Abstract
Graft-versus-host disease (GVHD) remains to be a major obstacle for the efficacy and continuing success of allogeneic hematopoietic stem cell transplantation in the treatment of various malignant and non-malignant diseases. Activation of antigen presenting cells (APCs), both host and donor origin, plays a crucial role in priming alloreactive donor T cells to induce and intensify acute GVHD (aGVHD). Beyond its critical effects on T cells, the T-box transcription factor T-bet also regulates activity of APCs, including dendritic cells (DCs) and B cells. However, the effect and mechanism of T-bet in regulating APCs in the development of aGVHD has not been investigated. To evaluate the role of T-bet in modulating APC function and aGVHD development, we compared the severity of aGVHD in WT versus T-bet-/- recipients using several well-defined, clinically relevant murine models of allogeneic bone marrow transplantation (allo-BMT). We observed that T-bet-/- recipients developed much milder aGVHD than their WT counterparts, reflected by significantly higher rate of survival, lower clinical scores, and better donor BM-derived B- and T-cell reconstitution. In T-bet-/- recipients, donor T cells significantly reduced IFN-γ production, proliferation and migration, and caused less damage in aGVHD target organs, such as liver and gut. By using various BM chimeras as the recipients, we further observed that T-bet expressed on recipient hematopoietic APCs was primarily responsible for donor T-cell response and pathogenicity in causing aGVHD. Additionally, we evaluated the role of T-bet in donor APCs by transplanting WT or T-bet-/- BM together with WT T cells into lethally irradiated allogeneic recipients. We observed that recipients of T-bet-/- BM developed attenuated aGVHD compared with those of WT BM, suggesting that T-bet also contributes to the function of donor APCs in the induction of GVHD.

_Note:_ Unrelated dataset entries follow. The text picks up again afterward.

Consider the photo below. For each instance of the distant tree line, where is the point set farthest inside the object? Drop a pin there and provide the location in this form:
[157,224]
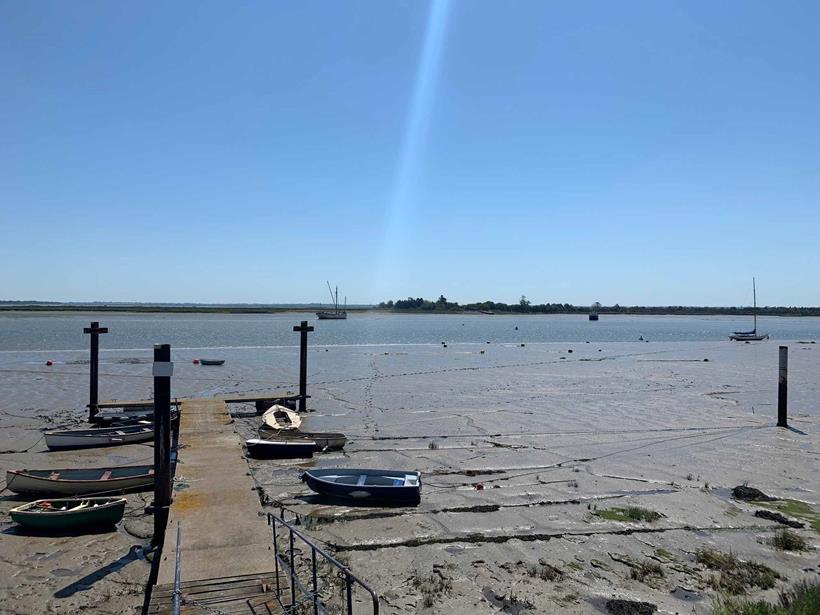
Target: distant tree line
[524,306]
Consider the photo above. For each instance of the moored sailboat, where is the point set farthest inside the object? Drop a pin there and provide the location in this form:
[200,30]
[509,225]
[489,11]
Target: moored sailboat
[753,335]
[336,314]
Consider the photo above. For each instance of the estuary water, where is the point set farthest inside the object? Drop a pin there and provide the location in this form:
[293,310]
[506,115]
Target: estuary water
[64,332]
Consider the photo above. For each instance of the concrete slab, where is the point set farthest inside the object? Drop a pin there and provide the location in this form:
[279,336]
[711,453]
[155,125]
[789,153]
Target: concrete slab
[214,501]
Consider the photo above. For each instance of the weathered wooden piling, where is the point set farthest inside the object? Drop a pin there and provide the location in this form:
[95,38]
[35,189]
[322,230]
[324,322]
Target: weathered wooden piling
[782,387]
[94,331]
[163,370]
[303,330]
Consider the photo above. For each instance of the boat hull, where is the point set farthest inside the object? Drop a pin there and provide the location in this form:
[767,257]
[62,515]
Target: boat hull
[361,492]
[324,441]
[280,417]
[89,438]
[283,449]
[331,315]
[77,482]
[100,513]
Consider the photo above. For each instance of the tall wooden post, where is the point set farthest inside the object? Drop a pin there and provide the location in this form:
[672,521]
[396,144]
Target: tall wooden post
[782,387]
[94,331]
[303,330]
[163,370]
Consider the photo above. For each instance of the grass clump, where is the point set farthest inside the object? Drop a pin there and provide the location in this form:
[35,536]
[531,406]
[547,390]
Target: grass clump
[802,599]
[431,587]
[633,514]
[642,571]
[786,540]
[734,576]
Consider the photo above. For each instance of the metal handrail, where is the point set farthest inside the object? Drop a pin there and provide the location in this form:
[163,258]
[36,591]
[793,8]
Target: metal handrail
[288,563]
[177,591]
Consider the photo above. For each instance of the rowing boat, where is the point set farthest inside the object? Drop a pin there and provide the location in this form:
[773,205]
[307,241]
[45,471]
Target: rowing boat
[390,487]
[64,514]
[279,417]
[76,482]
[325,441]
[280,449]
[105,436]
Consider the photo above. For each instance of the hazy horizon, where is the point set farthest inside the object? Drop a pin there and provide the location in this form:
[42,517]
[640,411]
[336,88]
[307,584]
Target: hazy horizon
[642,153]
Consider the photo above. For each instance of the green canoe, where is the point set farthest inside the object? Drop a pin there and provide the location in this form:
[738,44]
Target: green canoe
[70,513]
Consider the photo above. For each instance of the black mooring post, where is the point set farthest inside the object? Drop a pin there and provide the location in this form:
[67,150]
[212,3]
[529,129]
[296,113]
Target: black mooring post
[94,331]
[782,387]
[303,329]
[163,369]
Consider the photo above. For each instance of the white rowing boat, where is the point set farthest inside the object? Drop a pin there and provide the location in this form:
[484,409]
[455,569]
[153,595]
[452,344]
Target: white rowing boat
[105,436]
[279,417]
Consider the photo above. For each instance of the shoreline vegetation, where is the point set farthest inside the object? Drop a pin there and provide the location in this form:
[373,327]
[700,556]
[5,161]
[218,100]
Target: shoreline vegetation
[408,306]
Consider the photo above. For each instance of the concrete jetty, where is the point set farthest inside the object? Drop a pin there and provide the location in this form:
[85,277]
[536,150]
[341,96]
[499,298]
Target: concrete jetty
[226,554]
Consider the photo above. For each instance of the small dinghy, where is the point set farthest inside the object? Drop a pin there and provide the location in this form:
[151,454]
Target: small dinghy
[104,436]
[76,482]
[325,441]
[119,418]
[279,417]
[65,514]
[280,449]
[391,487]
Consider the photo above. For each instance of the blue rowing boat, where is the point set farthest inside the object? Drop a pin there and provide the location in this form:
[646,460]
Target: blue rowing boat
[388,487]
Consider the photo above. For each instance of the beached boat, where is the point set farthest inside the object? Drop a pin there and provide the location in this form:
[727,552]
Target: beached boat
[325,441]
[65,514]
[111,418]
[77,482]
[101,436]
[280,449]
[336,314]
[279,417]
[396,487]
[753,335]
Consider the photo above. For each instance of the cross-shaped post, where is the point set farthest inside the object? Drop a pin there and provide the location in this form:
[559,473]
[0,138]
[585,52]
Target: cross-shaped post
[94,331]
[303,329]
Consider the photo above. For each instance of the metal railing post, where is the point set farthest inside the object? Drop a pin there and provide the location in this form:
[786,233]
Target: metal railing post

Given DCs are the most potent hematopoietic APCs, we subsequently focused on recipient DCs. DCs in T-bet-/- recipient produced less IFN-γ, expressed higher levels of Trail, but not FasL or TNF, to induce significantly higher levels of apoptosis on donor T cells prior to their massive proliferation. To test whether Trail/DR5 interaction is responsible for the induction of donor T cell apoptosis and subsequent reduction of aGVHD in T-bet-/- recipients, we compared the ability of WT or DR5-/- T cells in inducing aGVHD in WT versus T-bet-/- recipients after allo-BMT. While WT T cells induced severe aGVHD in WT recipients, they failed to do in T-bet-/- recipients. In contrast, DR5-/- donor T cells were capable to induce severe aGVHD in the recipients regardless of T-bet expression. These data suggests that Trail/DR5 interaction is a major signaling pathway responsible for donor T-cell apoptosis induced by T-bet-/- APCs, through which alleviates the development of aGVHD. In conclusion, we demonstrate that T-bet up-regulates IFN-γ production and down-regulates Trail expression on recipient DCs, which promotes donor T-cell activation and mitigates T-cell apoptosis, respectively. Thus, T-bet plays a critical role in the development of aGVHD by regulating the activity of hematopoietic APCs, particularly DCs. Taken together with our previous findings, we propose that T-bet is a potential therapeutic target for the control of aGVHD through regulating T-cell activation and differentiation as well as APC functions.
Disclosures
No relevant conflicts of interest to declare.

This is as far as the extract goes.